Kim Jong-il’s funeral is set to take place on Wednesday, and a memorial is scheduled for Thursday.
Kim Jong-un’s announced elevation to the leadership post of the Workers’ Party’s Central Committee came two days after the North’s state-run news media published an entreaty for him to become supreme commander of the country’s Korean People’s Army, whose support is considered crucial to his consolidation of power. The top brass also moved quickly to swear their allegiance to Mr. Kim.
Since Kim Jong-il’s death was announced on Dec. 19, a series of pronouncements from the North Korean capital, Pyongyang, have indicated that Kim Jong-un, his third and youngest son, was rapidly consolidating his grip on power by assuming top titles, or that whoever was rallying the key agencies of power behind the young leader was ensuring that the son would not share power, at least in the public eye.
The younger Mr. Kim, his father’s third son, is believed to be in his late 20s. There has been no indication that he had worked in the government or the military before his father, who had a stroke in 2008, unveiled him as his successor last year and put him on a fast track to be groomed as heir.
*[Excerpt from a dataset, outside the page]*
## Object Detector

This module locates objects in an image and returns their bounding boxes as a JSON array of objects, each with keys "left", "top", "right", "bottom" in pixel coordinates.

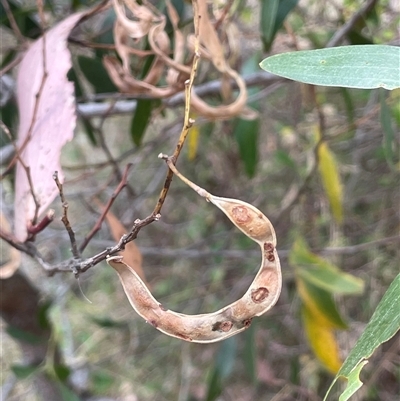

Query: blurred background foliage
[{"left": 0, "top": 0, "right": 400, "bottom": 401}]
On Monday, the North’s main newspaper, Rodong Sinmun, urged North Koreans to “defend the party’s Central Committee headed by respected Comrade Kim Jong-un.”
The same slogan was used for his father when he was alive. Over the weekend, the North Korean media were blessing the son with the same honorifics until now reserved for his father: “heaven-sent leader,” “the sun of the 21st century” and eobeoi, the Korean word for parent, which North Korea has used only for Kim Jong-il and his father, Kim Il-sung, the North’s founding president.
Under the charter of the Workers’ Party, the head of its Central Committee doubles not only as general secretary but also as chairman of the party’s Central Military Commission.
Kim Jong-un was made vice chairman of the Central Military Commission when he was anointed as successor.
The Seoul government said that Ms. Lee and Ms. Hyun were reciprocating for the North Korean delegations that visited Seoul to express condolences over the deaths of President Kim Dae-jung and of Chung Mong-hun, the former Hyundai chairman.
Hyundai-Asan led a flurry of South Korean investments that followed a 2000 summit meeting between the two Koreas. But the South suspended its signature project in North Korea — a hiking and spa resort near the North’s Diamond Mountain — after North Korean guards shot a female South Korean tourist who had strayed off the resort in 2008.
“I hope my trip will help improve South-North relations,” Ms. Lee told reporters before crossing the border on Monday.
On Sunday, striking a typically strident note, North Korea reiterated that if the South blocked private delegations from visiting Pyongyang for Mr. Kim’s funeral on Wednesday, there would be “unimaginably disastrous consequences” for relations between the two.